A major limitation of our study is the small sample size (N = 32), which reflects the clinical practice and standard of care following which most benign FETs are managed conservatively. Indeed, this small, pragmatic cohort reflects real-world constraints (rarity of malignant PTs; conservative management of many FAs). The purpose was not definitive classification accuracy, but to demonstrate feasibility and quantify the expected separation of TGR distributions across histologies. Larger prospective studies are needed to validate TGR as a biomarker, ideally in conjunction with molecular and histological profiling (e.g., MED12, TERT promoter, RARA mutations) to enhance risk stratification. If replicated prospectively, a TGR-augmented workflow could flag rapidly enlarging FETs for expedited excision. In addition, although MRI may provide more precise volumetric assessment, ultrasound remains the most commonly used modality for longitudinal assessment of fibroepithelial tumors in clinical practice. The present study was not designed to compare measurement accuracy across imaging modalities; instead, modality consistency within individual patients was prioritized to ensure valid longitudinal growth assessment. In addition, it is noteworthy to mention that shorter imaging intervals in malignant phyllodes tumors likely reflect heightened clinical concern in response to rapid growth rather than intrinsic scheduling bias. Although TGR is mathematically normalized to time, interval-dependent surveillance remains a potential confounder and should be addressed prospectively in future studies.

5. Conclusions

This pilot study is the first to highlight TGR as a promising noninvasive, radiologic marker for assessing the biological behavior of breast FETs. Malignant PTs demonstrated significantly shorter median imaging intervals (1.10 months; p = 0.005) and higher TGR compared to other FET subtypes. While the shorter imaging interval likely reflects clinical response to rapid tumor growth—prompting earlier radiological reassessment—it should not be interpreted as an independent prognostic factor. Rather, it underscores the potential value of TGR in identifying aggressive lesions that may benefit from expedited evaluation and management.

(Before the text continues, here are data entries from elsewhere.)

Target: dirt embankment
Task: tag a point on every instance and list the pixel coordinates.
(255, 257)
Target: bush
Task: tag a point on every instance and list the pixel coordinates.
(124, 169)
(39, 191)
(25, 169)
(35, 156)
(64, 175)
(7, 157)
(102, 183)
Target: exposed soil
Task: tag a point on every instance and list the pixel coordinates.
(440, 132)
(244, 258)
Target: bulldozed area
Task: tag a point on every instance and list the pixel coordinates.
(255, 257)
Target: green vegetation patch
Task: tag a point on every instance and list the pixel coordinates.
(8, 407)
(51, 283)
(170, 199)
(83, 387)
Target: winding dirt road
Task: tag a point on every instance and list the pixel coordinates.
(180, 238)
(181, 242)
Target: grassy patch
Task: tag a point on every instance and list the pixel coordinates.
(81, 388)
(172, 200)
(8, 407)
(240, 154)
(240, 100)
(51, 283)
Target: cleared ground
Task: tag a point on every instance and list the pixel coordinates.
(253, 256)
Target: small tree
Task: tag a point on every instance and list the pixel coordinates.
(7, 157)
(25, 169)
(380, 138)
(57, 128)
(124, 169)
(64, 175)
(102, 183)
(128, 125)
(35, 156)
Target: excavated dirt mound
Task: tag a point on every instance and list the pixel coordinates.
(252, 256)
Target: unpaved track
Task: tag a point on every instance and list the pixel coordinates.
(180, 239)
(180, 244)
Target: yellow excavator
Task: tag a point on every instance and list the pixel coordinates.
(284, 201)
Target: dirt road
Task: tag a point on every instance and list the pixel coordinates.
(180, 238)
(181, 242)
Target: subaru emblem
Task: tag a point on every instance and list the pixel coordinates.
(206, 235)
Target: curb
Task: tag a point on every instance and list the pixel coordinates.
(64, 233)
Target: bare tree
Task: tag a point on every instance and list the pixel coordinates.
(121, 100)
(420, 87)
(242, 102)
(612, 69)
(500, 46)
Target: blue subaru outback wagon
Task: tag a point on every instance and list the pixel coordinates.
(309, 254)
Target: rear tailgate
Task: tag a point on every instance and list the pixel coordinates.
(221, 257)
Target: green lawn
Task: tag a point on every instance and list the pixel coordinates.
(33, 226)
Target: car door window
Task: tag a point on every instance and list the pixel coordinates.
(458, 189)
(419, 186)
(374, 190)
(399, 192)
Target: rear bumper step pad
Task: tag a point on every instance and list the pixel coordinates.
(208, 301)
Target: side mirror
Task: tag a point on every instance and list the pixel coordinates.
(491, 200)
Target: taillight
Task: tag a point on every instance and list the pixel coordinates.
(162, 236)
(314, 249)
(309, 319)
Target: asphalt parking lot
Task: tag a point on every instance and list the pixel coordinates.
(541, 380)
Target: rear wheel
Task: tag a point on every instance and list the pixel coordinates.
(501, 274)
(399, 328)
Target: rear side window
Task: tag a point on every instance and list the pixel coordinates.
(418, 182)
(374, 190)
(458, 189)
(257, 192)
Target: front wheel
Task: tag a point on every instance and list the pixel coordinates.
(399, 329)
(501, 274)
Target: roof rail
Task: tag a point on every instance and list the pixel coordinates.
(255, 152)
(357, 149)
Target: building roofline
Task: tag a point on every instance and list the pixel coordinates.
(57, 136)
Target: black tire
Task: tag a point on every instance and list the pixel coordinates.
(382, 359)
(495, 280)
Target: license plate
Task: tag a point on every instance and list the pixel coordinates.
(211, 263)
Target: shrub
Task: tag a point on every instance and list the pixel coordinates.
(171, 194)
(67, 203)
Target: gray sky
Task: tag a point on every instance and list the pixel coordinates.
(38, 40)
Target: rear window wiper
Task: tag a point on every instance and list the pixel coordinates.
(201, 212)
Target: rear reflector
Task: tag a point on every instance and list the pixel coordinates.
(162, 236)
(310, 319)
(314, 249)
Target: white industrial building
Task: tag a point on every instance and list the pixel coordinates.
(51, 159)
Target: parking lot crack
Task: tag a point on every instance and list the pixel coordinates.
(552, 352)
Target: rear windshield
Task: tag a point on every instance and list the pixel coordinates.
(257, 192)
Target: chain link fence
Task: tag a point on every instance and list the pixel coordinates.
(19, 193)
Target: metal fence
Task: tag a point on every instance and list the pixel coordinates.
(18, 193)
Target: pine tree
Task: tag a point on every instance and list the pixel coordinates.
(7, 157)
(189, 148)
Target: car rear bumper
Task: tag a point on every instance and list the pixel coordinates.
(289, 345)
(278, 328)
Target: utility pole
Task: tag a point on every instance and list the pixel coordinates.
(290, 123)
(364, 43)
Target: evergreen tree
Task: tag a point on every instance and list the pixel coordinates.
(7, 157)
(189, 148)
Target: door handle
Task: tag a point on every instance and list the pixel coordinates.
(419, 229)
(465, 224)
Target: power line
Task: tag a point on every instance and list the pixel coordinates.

Rapid growth is already recognized as a key clinical feature suggestive of PTs, particularly malignant subtypes, in current guidelines [6]. Traditional imaging methods that measure size alone have limited predictive value; incorporating TGR into the preoperative assessment could improve clinical decision-making by facilitating earlier and more extensive surgical intervention when warranted.

The biological plausibility of TGR as a discriminatory marker is supported by the extensive literature demonstrating that TGR correlates with aggressive features and worse outcomes in breast cancer. In invasive breast cancer, triple-negative and HER2-positive subtypes exhibit significantly faster growth rates compared to luminal A tumors, with corresponding differences in clinical upstaging during surgical wait times [9,11]. Similarly, in PTs, recent rapid tumor growth has been identified as a poor prognostic factor for malignant subtypes [26,27,28,29,30].

Although promising, these findings are limited by the small cohort size. Larger, prospective, multi-institutional studies are warranted to validate TGR and evaluate its integration with histopathological and molecular markers for enhanced risk stratification in FETs.